I wasn't trying to create a "Premeire v Media Composer" argument; I just wanted to give an idea of the thinking behind Avid's decision to include a linking workflow in Media Composer.
Question: Does Linking provide bin data that shows the camera original’s shoot date vs. just the Avid “Creation Date”?
-Telegram!
You can right-click in the bin column header and select Choose Columns. One of the choices is Shoot Date. Whether or not that will be filled in is dependent upon the plug-in used to link to the media.
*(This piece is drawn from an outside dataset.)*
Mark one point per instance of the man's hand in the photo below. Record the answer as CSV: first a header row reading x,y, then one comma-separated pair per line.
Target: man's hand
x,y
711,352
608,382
You could also try looking at the Aux Timecodes and see if any of them have a date-time timestamp.
Dave S.
camoscato: I wasn't trying to create a "Premeire v Media Composer" argument; I just wanted to give an idea of the thinking behind Avid's decision to include a linking workflow in Media Composer.
Neither my intention Carl, just facts.
DStone: You can right-click in the bin column header and select Choose Columns. One of the choices is Shoot Date. Whether or not that will be filled in is dependent upon the plug-in used to link to the media. You could also try looking at the Aux Timecodes and see if any of them have a date-time timestamp.
Thanks so much, Dave. I got used to seeing that Shoot Date field empty with the handful of quicktime Plugin AMA Links, from Drones, and other DSLR (no Aux TC) sources but someday I’ll see it listed and remember your reply.